The meeting is likely to discuss large loans, single borrower exposure, non-performing loans, capital deficit, provision deficit, write-off loan etc. The managing director of the bank has been asked to attend the meeting.
The total classified loan of the bank stood at Tk4,562 crore against the total disbursement of Tk16,376 crore in June this year, according to the central bank data. Of the total classified loan, Tk3,250 crore has been identified as bad loans.
New classified loans of the bank are also rising abnormally. The amount of new classified loans increased to Tk763 crore in December from Tk279 crore in June last year.
But it decreased to Tk300 crore in June this year due to the rescheduling of huge loans, taking the advantage of relaxed policy, said a senior executive of the central bank.

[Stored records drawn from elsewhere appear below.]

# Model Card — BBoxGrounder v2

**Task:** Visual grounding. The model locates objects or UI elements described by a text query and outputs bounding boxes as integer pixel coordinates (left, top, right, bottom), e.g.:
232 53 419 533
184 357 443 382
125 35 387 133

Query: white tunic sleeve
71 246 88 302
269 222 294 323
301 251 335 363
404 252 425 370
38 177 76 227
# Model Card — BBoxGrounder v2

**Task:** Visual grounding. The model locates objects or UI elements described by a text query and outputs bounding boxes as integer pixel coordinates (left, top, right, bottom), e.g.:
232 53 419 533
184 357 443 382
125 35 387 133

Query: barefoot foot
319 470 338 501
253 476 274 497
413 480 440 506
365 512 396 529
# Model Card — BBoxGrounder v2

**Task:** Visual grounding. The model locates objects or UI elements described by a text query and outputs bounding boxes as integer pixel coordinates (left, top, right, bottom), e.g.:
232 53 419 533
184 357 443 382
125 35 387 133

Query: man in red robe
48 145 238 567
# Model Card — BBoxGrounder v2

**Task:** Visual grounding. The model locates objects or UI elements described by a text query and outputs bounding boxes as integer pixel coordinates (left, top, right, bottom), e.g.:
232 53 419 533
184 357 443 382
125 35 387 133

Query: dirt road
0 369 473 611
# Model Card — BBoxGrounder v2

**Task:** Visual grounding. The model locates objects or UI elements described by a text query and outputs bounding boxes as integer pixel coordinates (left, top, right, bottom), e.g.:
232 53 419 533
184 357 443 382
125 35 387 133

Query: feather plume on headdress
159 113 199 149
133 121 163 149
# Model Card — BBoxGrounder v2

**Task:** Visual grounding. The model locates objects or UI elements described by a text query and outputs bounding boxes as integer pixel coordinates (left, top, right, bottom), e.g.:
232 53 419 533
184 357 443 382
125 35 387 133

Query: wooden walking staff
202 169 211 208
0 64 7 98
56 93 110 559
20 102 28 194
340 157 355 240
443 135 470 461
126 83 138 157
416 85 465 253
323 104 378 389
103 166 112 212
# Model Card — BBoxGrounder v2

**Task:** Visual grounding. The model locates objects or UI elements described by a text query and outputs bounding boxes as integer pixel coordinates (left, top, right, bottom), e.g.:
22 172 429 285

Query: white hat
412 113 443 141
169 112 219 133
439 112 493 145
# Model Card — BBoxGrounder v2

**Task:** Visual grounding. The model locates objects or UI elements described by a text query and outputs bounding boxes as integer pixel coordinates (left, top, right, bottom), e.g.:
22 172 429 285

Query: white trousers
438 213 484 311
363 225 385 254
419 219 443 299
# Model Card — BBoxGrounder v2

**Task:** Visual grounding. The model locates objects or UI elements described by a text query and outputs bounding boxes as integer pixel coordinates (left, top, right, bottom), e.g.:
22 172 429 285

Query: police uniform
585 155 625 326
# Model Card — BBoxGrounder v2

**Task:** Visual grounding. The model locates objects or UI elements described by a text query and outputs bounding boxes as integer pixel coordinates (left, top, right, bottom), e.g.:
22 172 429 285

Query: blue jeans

The bank fell in capital shortfall and provision shortfall due to increase in non-performing loans. The capital deficit rose to Tk6,000 crore in June this year, which was Tk5,763 crore in December last year and Tk5,474 crore in June in the same year.
The provision shortfall of the bank stood at Tk1,581 crore in June this year from Tk1,691 crore in December last year.
The risk-based asset of the bank rose to 4% in June this year from negative 5.97% in December last year.
The Capital Adequacy Ratio (CAR) that measured the risk-absorb capability, became negative 37.57% in June against the required CAR 10%.
The bank incurs a huge loss every year due to downturn of all financial indicators.
The net loss of the bank stood at around Tk500 crore in June this year from the loss of Tk194 crore in December last year.
Despite extreme deterioration of financial condition, the bank was involved in various irregularities, alleged a senior executive of the central bank.
According to the Bangladesh Bank findings, the bank renewed loan limit violating rules, gave loan exceeding exposure limit. Moreover, the bank hid large loan information to the central bank.
Despite being defaulter, the bank renewed LC (letter of credit) limit against two subsidiaries of SA Group.
The bank extended LC limit of Tk80 crore and Tk65 crore respectively for one year against the two.
The loan of Royal Plastic Industry amounting to Tk7 crore has been renewed after seven months of expiry, though the loan was supposed to be classified as doubtful.